長期の土壌温暖化実験がミズナラの上の植物の昆虫の相互作用に与える影響

*中村誠宏, 中路達郎, 日浦勉(北海道大学)

 過去の温暖化実験は小面積で短期間しか行っていないため、植物と昆虫の相互作用への影響はボトムアップの効果だけに注目したものが多い。しかし、実際の温暖化影響を理解するためには、大面積で長期間の温暖化実験を行って、ボトムアップとトップダウンの両方の効果を考慮しなければならない。

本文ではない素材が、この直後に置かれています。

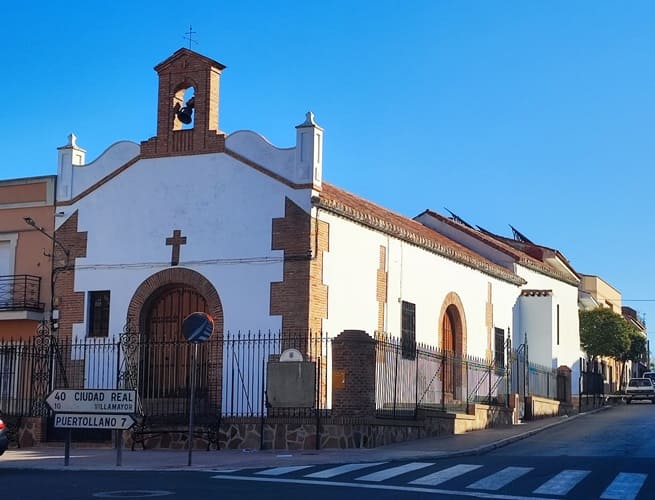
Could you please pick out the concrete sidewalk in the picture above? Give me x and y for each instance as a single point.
(84, 458)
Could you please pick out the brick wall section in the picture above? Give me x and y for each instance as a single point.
(318, 291)
(70, 302)
(301, 298)
(353, 367)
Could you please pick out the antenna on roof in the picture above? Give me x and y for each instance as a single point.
(484, 231)
(458, 219)
(518, 236)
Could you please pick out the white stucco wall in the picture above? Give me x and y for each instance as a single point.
(567, 350)
(222, 207)
(414, 275)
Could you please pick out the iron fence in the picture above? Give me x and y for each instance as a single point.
(428, 377)
(20, 292)
(230, 372)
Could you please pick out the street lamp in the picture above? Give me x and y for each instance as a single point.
(54, 312)
(31, 222)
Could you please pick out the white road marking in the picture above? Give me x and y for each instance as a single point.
(342, 469)
(499, 479)
(387, 487)
(393, 471)
(445, 475)
(278, 471)
(625, 486)
(562, 483)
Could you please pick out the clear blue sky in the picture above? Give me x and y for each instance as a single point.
(535, 114)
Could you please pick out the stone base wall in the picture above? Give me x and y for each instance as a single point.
(537, 407)
(301, 434)
(30, 431)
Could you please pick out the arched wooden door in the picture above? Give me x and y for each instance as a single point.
(166, 355)
(452, 350)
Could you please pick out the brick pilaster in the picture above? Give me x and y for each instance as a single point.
(353, 374)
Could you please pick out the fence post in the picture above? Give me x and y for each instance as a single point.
(395, 379)
(526, 391)
(443, 381)
(508, 367)
(416, 384)
(491, 365)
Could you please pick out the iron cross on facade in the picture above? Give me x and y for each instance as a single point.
(176, 240)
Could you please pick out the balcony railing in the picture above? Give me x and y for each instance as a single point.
(20, 292)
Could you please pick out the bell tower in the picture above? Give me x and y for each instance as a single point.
(187, 107)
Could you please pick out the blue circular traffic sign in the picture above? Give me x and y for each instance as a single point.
(197, 327)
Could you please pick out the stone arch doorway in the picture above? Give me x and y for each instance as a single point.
(452, 341)
(164, 361)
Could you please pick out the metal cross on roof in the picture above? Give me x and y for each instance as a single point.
(189, 36)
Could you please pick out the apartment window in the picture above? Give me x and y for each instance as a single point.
(408, 331)
(499, 347)
(99, 314)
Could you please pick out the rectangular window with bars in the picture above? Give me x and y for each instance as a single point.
(99, 313)
(408, 331)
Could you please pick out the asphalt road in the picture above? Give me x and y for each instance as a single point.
(606, 455)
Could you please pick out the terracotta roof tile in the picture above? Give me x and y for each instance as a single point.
(516, 250)
(365, 212)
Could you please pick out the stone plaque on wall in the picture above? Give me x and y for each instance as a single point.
(291, 384)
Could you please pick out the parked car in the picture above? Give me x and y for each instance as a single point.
(640, 388)
(650, 375)
(4, 438)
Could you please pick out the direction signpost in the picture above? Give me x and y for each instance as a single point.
(93, 409)
(93, 421)
(92, 401)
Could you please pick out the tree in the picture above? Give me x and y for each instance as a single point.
(604, 333)
(638, 348)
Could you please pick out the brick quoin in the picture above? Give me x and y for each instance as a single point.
(353, 364)
(69, 302)
(301, 298)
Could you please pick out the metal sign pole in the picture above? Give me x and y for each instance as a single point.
(67, 448)
(194, 355)
(119, 447)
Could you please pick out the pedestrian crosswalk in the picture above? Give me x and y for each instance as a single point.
(465, 477)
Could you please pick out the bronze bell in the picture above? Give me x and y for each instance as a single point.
(185, 113)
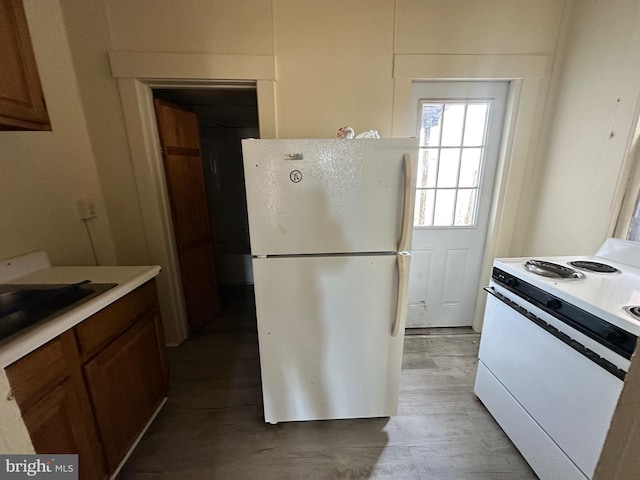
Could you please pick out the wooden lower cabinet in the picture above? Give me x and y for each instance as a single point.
(61, 423)
(95, 403)
(126, 383)
(48, 387)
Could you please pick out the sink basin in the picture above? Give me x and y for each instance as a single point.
(13, 297)
(25, 305)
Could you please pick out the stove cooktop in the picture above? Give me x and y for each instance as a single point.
(603, 294)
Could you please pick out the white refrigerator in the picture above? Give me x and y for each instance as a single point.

 本研究では長期の土壌温暖化が高木林冠の植物と昆虫の相互作用にどの様な影響を与えるのか?を解明するために、北海道大学の苫小牧研究林においてミズナラ高木(高さ=約20m)の地下部を温暖化する操作実験を行った。5m x 5mのプロットを作り、土壌に電気ケーブルを埋めて周りに比べて5℃上昇させる処理を2007年から2015年までの9年間に渡って行った。このサイトには林冠クレーンが建設されており、ミズナラ高木の林冠に直接アクセスすることができる。
 土壌温暖化の被食度への影響は時間と伴に変化した。はじめの3年間(初期)は被食度を低下させる温暖化影響が徐々に増加した。次の3年間(中期)にはその増加は止まったが、大きな温暖化影響は維持されたままだった。最後の3年間(後期)は温暖化は小さな影響で維持された。一方、土壌温暖化の葉形質への影響も時間と伴に変化し、葉形質毎に異なる応答を示した。初期には温暖化はCN比を増加させ、窒素含量を低下させた。中期にはCN比とフェノール含量を増加させた。そして、後期にはフェノール含量だけに影響を与えた。
 これら結果から、期間毎に被食度への温暖化影響に貢献する葉形質が異なると考えられた。しかし、葉形質(ボトムアップ)だけではこの温暖化影響の時間的変化を完全に理解することはできない。長期の土壌温暖化は高木に生息する昆虫の密度・種組成を徐々に変化させて、被食圧(トップダウン)を変えてしまう可能性がある。本発表ではこのトップダウン効果も考慮して温暖化影響を議論したい。